After the dramatic and horrible Paris terror attacks last Friday, many are alarmed that the ISIS threat is out of control. In a reactive pose that has become routine for the group, it has claimed responsibility for — or, more accurately, boorishly celebrated — the tragic venture that killed 132. But whatever ISIS’s degree of complicity in the Paris attacks, it does not deserve credit for great military prowess.



ISIS’s ability to behead defenseless hostages certainly should not be taken to suggest its military might. Its major military advance, the conquest of the city of Mosul in Iraq last year, was essentially a fluke. Its idea was to hold part of the city for a while in an effort, it seems, to free some prisoners.
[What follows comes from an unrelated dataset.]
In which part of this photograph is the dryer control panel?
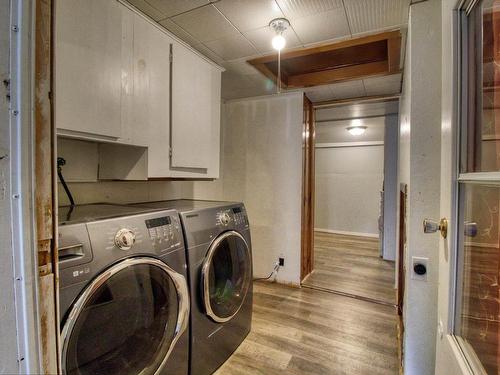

The defending Iraqi army, trained by the American military at enormous cost to U.S. taxpayers, fell apart in confusion and disarray, abandoning weaponry, and the city, to the tiny group of seeming invaders.
After its advances of 2014, the vicious group’s momentum has been substantially halted, and its empire is currently under a form of siege. On close examination, its once highly-vaunted economic capacity — selling a lot of oil and antiquities — seems to be proving to be as illusory as its military prowess. And it has to work hard to keep people from fleeing its lumpen Caliphate. (As we are constantly reminded, however, its ability to tweet remains strong.)